Note: The majority of this post is specifically referring to MF couples, although there are comparable dynamics in gay and bisexual relationships, and kink as well. Please feel free to fluidly play with gender and power play concepts in this piece!
The One Penis Policy: Where either member of an existing couple is open to connect physically and/or emotionally with an outside partner, as long as that partner is female. Fortunately, this isn't something that is a factor in my life at this point, but it is something that seems to be rather prevalent early on in many people's early poly/open relationship experiences. Why is this?
Here you are: A lovely couple who is affectionate and caring with each other. You talk, and talk, and talk about the idea of opening your relationship up, about having sex with other people, about connecting emotionally with those people. Why are "those people" almost always female when you are first exploring this concept? Is there an ingrained perception that women are safer physically? Safer emotionally? Is it purely a comfort zone issue for the man? For the woman? Is it an attempt to enforce female bisexuality in pursuit of the elusive unicorn/FMF experience?
This is where I have an issue with the OPP: It "weights" penises, and the men attached to them, as different than women. In fact, more points go to the men. It means pretty implicitly that women don't count as much as men do in the equation of sexuality. It says that there is more fear directed towards men in relationships, that they are a poor risk for trying to "steal" a partner, that the man in the existing relationship may be insecure about his value to his female partner when there's another man to stand (or lie!) side-by-side with. It plays into fears, without establishing if they are unfounded, or person-specific, making a blanket judgement for an entire gender. It says that if you have an innie, you're safer than someone with an outie.
Now, I do understand (personally) that some women have had bad experiences with one or more men that cause them to be more cautious on a gender-based level. I'm going to suggest that that is a limit that there is great value in pushing past. Find a space where you see each person as an individual, rather than a representation of a bad experience, and THEN apply your keen observational skills to determine if this person is someone you'd like to connect with, regardless of their bits.

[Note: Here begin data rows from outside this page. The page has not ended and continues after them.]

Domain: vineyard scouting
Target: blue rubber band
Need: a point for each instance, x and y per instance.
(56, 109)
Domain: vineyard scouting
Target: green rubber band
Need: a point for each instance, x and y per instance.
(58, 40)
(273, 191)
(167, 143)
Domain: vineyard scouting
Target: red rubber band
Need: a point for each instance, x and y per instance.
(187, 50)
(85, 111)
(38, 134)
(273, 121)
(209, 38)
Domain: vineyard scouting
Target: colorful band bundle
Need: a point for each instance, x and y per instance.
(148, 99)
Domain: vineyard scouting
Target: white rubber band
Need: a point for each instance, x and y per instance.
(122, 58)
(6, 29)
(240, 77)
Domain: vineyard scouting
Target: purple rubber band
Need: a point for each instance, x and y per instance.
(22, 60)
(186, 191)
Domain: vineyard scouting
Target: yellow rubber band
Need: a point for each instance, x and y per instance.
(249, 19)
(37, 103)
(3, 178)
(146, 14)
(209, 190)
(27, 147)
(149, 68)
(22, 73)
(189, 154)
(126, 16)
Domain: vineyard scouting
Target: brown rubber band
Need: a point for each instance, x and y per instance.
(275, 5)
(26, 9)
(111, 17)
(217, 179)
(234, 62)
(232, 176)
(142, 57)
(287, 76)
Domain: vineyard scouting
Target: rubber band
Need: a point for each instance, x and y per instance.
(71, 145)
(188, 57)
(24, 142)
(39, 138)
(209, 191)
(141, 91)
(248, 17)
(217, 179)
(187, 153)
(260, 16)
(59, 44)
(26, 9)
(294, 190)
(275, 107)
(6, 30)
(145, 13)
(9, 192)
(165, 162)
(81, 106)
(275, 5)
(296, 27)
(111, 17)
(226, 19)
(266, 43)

There's the ever-popular "But, she's bi, so it makes sense for us to find a woman to connect with, so that we can both date her!".
Potential dating partners are very seldom going to offer a one-stop-shop approach. Last time I checked, she was also into men, as she's with one already, right? She isn't likely to stop being interested in other men, even if she also likes women. So, why try to force things to fit just a single gender?
Maybe it's the penis cooties? Since most of us engage in safer sex, I fail to see how any woman's vagina is going to be sullied by insertion of an additional latex-enclosed penis. Even in a situation of being fluid-bonded to more than one man, basic hygiene observance takes care of that concern.
Even if a woman is in a space where she isn't interested in adding more masculine energy to her life currently, that option belongs on the table, not in the Forbidden Zone. It's about choices, and having them available to say "no" to, if that's what is appropriate for the individuals involved. Do away with the OPP!